4. Xi Jinping, the president of China, and Vladimir Putin, the president of Russia, declared in a joint statement that “the deployment of THAAD harms the strategic interests of China and Russia” and they would therefore cooperate on the issue. And right after the announcement of Thaad deployment, North Korea fired a submarine-launched ballistic missile into the East Sea. What is the impact of THAAD deployment on peace and diplomatic relations in East Asia? Can THAAD eventually bring denuclearization and peace? I think it would make the situation worse. North Korea will develop more weapons and try to find a way to bypass THAAD. According to the logic of deploying THAAD, peace is achieved by neutralizing attacks. History shows that this logic fails. There has been no case in which peace was kept when one force perfectly neutralized the other. Rather, that kind of state causes more tension and even war.

5. On July 14, 44 civic organizations and religious groups gathered and declared that “the deployment of THAAD should be repealed because it threatens peace in East Asia and infringes on people’s right to a peaceful life.” Will it be possible to repeal the decision? If the Korean government has the will, it is possible. But it is not likely to happen because there is not even a basic discussion on the long-term role of the U.S. Forces in Korea. The other option is to oppose the agreement passively through domestic policies that obstruct its implementation. For example, we can say we cannot deploy it after conducting an evaluation on its environmental effects and effectiveness.

In the Status of Forces Agreement, the United States agreed to pay all operation fees for the army, but as the U.S. trade and financial deficits grew, the Korean government began sharing the fees after making a separate agreement. And after Korea and the United States made an agreement on beef imports, it was changed because of fierce opposition of Korean citizens. These examples show it is a matter of will. That is why it seems harder to change, because there are active players in the Korean government who have a clear ideology.

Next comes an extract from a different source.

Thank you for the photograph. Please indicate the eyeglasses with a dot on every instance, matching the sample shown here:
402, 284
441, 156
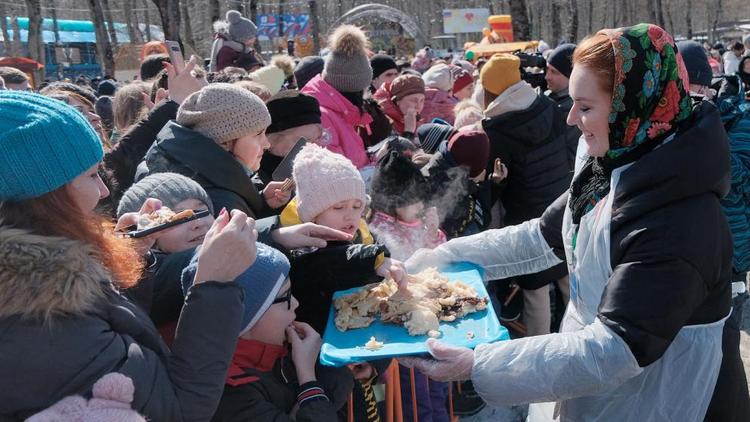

6. What do you think will happen regarding THAAD issue? What should we do? I think it will be a starting point to discuss the U.S. military presence in Korea. In history, an imperial order cannot continue due to its own contradictions and greed. The United States could preserve its interests while being in harmony with a growing China but chooses not to. That is why I think it can serve as momentum to shake U.S. imperialism. Deploying THAAD may have immediate desired effects, but the contradiction will exacerbate. It also accumulates elements that make an unstable situation for Korean capitalists. The ruling elite in Korea will surely react to that. Then there will be some fundamental changes. I think we should keep discussing this issue patiently and closely without losing direction so that we can make fundamental changes in Korea’s democracy and rule of law.